Show Report
If you had a bit of a Revolutionary moment and lopped off the models' over-made-up and coiffured heads with a guillotine, they could have wandered off the Lanvin catwalk next door.
I'm a bit of a buff for any tidbit of late-Enlightenment trivia. Did you know, for instance, that Napoleon agreed to ennoble his generals on condition that their wives opened a salon? I didn't, until this evening, but it's the kind of bon mot Dame Vivienne Westwood has been dropping in her show notes for twenty years now. This is a woman who, legend has it, replied to British customs officials enquiring as to whether she had packed her bag herself with a quoted snippet of Ancient Greek literature, so maybe we got off lightly with the wives of Bonaparte's generals as our inspirational women for Autumn/Winter 2011.
Well, they were one source of inspiration - Westwood's palimpsest of cod-philosophy this season spouted the idea of the 'World Wide Woman', and women dressing to look important. There's nothing odd about that latter point though, it was the foundation of power-dressing in the eighties, and has been a mantra of Westwood's approach to design for years. Maybe that's why much of her Gold Label offering this season stuck far closer to, well, clothing in the traditional sense than we're used to seeing.
There were curvy grey suits aplenty peppered with oversized buttons, tailoring curved in to the waist and out at the hip, pencil skirts hugging the leg. Occasionally Westwood decreed these to be worn with overblown blouses, but the affect was still elegant: a bit forties, a bit couture, right in line with what everyone else was doing. If you had a bit of a Revolutionary moment and lopped off the models' over-made-up and coiffured heads with a guillotine, they could have wandered off the Lanvin catwalk next door. The long-john style knitted frocks and a few of the brocade numbers were equally simple and sophisticated.

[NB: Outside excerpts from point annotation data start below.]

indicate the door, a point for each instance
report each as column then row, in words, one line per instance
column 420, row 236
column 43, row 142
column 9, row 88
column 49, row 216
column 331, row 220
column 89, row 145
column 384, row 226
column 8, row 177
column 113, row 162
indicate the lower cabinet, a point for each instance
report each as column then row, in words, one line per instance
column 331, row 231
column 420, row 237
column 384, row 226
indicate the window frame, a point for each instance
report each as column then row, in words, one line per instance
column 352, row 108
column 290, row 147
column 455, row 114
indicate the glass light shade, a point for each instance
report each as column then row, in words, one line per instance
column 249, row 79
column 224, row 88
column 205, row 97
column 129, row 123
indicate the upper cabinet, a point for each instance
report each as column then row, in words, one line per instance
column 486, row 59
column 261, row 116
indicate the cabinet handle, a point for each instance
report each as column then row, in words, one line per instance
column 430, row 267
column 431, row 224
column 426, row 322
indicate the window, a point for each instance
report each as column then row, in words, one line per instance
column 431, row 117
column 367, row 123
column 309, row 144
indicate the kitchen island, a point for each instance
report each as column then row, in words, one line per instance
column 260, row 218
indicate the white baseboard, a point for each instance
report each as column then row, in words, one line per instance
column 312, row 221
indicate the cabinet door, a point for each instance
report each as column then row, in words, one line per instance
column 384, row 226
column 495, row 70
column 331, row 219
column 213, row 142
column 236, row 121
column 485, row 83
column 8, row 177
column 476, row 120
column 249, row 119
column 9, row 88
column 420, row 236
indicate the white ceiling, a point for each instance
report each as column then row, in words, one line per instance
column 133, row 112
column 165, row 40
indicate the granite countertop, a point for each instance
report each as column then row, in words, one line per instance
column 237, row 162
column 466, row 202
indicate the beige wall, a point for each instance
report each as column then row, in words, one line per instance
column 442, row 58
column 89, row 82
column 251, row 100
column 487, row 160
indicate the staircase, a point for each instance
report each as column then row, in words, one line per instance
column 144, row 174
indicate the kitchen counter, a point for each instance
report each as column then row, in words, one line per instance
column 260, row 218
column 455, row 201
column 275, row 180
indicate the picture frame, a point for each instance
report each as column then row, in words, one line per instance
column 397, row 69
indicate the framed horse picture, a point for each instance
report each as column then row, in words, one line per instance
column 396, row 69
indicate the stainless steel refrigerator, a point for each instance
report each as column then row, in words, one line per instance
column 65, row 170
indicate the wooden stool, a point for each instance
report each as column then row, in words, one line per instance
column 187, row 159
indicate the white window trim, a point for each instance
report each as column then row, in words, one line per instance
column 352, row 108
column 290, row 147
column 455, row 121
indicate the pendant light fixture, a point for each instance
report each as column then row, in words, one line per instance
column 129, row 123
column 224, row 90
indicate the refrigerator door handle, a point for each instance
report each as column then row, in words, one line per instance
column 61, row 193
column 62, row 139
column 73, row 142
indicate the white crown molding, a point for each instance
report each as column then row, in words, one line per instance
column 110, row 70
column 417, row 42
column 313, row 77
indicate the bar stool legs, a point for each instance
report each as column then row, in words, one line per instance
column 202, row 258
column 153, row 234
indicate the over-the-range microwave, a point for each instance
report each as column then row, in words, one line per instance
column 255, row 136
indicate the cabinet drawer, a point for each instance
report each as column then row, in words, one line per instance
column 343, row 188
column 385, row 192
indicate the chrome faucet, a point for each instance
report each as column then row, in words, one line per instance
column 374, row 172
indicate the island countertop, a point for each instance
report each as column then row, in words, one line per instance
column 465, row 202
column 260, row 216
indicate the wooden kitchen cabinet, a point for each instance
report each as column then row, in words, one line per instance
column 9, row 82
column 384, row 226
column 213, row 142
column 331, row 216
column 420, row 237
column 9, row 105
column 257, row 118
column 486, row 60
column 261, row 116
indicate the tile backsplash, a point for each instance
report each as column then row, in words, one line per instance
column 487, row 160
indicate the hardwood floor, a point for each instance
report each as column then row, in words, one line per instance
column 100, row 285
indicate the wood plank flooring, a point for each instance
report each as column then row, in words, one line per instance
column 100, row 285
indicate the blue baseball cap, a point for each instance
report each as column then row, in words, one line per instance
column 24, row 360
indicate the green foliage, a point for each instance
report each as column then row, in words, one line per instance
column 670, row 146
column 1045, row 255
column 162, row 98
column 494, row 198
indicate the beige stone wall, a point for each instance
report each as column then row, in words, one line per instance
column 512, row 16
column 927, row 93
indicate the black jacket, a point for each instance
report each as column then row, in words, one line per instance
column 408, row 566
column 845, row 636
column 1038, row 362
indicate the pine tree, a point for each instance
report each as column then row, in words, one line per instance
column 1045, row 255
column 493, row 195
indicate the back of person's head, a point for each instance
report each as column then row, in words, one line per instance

That was, frankly, your lot. Westwood then got lost in their usual convoluted playground - this time giant, catwalk-dwarfing ball-gowns vomiting trails of petticoat net, velvet-flocked army helmets with sparkly veils and a few million sequins spangling half-a-dozen slinky, sleazy evening dresses. But, perhaps with a nod to their new red-hot red-carpet status, Westwood even pulled back a little on these gag garments. A draped black silk number with apron-tied skirt was faultlessly elegant (Westwood has loved the folds of the Greek chiton since the late eighties, so she's a dab hand with a bolt of fluid satin-back crepe), and a bride could do much, much worse than Westwood's pleated tulle number with slightly saucy semi-transparent corset.